Assange describes WikiLeaks as:
“You can’t build a just civilization out of falsehoods... WikiLeaks is a quaint old-fashioned Enlightenment project to produce the base ingredients for rational discourse.”
— Julian Assange (35:18)
“Nothing that we’ve published has ever hurt anyone physically. The US government had to admit that under oath in the Chelsea Manning trial.”
— Julian Assange (49:32)
“We want to see pristine documents that people can analyze and argue about. We don’t see that...in relation to Trump and Flynn. ...We don’t like that too much.”
— Julian Assange (59:57)
“I have to say, it’s not just me. I mean, Australia doesn’t really exist, you know, as a state. It doesn’t actually exist.”
— Julian Assange (18:51)
“The relationship between the Democrats and class was replaced by identity politics as Democrats professionalized into the upper middle class...That’s not something that...has the numbers and is a bit politically incoherent. And so they have degraded and they should go under.”
— Julian Assange (87:43)
“What is special about WikiLeaks is that it’s...not just another damn story. It’s that sea of information... that rebel library of Alexandria...”
— Julian Assange (75:17)
The tone is sharp, often sardonic, candid, and deeply analytical. Desh Amila’s questions—sometimes irreverent, occasionally pressing—draw out long-form, thoughtful (often philosophical) answers from Assange, who is direct and sometimes combative. Humor, especially dark irony, surfaces throughout, keeping a reflective edge on what is otherwise a high-stakes discussion about truth, power, media, and dissent.

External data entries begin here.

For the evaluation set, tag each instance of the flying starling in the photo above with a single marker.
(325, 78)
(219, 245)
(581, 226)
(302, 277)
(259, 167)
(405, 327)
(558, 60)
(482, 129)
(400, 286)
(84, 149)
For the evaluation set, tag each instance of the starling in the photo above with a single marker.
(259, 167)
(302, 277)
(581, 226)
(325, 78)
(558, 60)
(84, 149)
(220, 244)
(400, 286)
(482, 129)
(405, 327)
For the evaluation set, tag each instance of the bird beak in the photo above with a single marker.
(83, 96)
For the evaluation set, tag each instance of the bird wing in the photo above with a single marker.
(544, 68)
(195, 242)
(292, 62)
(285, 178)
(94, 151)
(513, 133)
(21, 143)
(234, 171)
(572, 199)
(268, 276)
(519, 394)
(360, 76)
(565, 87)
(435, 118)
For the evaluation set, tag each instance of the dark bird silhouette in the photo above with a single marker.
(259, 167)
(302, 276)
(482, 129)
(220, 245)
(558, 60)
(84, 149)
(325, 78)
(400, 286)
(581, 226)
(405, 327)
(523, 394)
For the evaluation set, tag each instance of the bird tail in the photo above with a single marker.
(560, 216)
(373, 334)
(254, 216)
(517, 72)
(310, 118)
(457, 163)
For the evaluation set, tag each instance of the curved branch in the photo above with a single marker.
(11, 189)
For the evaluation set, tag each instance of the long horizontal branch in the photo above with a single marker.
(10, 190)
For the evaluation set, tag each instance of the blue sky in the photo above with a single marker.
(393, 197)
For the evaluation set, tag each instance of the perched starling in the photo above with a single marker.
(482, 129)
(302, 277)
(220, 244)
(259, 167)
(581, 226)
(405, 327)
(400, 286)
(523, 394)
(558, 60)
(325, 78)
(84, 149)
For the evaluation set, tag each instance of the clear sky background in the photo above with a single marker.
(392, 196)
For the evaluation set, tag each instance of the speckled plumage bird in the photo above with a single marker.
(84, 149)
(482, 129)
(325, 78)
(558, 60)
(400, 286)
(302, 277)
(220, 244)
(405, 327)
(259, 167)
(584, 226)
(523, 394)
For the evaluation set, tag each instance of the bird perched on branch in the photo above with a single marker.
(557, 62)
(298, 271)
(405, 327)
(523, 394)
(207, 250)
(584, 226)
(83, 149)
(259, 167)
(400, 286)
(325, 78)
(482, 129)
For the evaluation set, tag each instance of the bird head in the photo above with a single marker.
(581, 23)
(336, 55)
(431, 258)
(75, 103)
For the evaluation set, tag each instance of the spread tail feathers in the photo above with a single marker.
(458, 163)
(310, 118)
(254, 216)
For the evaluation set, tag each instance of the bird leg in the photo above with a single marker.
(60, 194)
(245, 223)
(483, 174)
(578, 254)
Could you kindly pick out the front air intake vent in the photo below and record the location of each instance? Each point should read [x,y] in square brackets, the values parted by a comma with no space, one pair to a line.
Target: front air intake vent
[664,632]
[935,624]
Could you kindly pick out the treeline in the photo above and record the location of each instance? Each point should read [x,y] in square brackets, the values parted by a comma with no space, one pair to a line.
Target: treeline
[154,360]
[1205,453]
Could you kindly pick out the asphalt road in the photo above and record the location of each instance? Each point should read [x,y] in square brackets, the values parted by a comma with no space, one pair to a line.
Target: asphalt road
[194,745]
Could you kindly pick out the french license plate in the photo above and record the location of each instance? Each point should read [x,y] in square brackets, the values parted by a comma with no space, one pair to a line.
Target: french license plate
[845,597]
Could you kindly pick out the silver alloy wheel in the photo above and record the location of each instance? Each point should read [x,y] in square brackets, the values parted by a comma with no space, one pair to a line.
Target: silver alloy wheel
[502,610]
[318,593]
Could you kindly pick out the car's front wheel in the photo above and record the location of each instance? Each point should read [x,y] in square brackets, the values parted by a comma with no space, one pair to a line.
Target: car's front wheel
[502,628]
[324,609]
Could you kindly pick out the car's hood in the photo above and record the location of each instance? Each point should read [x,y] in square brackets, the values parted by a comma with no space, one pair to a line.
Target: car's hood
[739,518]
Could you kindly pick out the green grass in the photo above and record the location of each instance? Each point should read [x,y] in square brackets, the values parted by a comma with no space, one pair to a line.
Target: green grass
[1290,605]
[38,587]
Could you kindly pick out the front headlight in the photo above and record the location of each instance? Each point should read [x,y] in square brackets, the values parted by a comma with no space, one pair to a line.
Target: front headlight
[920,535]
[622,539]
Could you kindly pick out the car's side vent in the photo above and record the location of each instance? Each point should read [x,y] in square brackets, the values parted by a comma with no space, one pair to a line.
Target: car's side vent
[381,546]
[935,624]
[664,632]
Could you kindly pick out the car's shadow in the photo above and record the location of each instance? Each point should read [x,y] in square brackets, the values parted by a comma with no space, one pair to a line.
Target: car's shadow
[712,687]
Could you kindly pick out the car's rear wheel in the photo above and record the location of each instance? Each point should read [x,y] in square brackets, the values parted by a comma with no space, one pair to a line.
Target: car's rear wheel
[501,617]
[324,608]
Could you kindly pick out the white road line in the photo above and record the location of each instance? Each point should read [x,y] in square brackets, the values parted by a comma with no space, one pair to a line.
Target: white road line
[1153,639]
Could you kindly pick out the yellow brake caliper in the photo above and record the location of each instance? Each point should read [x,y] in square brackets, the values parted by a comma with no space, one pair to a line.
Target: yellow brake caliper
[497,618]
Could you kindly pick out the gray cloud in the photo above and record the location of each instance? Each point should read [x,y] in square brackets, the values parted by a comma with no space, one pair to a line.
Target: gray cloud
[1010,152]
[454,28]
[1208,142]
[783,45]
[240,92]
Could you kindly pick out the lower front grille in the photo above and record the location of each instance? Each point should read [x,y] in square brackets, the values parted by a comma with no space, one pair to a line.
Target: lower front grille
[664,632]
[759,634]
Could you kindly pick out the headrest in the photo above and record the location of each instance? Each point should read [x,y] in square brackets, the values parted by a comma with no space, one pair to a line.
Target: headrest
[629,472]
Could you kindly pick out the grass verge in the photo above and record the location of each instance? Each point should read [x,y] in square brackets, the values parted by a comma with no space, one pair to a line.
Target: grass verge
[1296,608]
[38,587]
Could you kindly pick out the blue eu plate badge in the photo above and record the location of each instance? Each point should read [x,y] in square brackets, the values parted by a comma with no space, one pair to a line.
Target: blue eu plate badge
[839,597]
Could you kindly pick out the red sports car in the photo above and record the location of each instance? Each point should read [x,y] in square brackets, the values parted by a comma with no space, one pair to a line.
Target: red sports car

This exclusive interview with Julian Assange offers a rare window into the mind of one of the most controversial figures in 21st-century media and politics. The episode traverses the granular (embassy routines, Bitcoin funding, embassy cat) to the global (information warfare, journalism ethics, state power, and democracy), anchoring WikiLeaks as both a disruptor and a flashpoint for debate on freedom, transparency, and the cost of truth. Assange remains defiant and undaunted, relentless in his advocacy for radical transparency—while also acknowledging ambiguity, regret, and the shifting tides of history.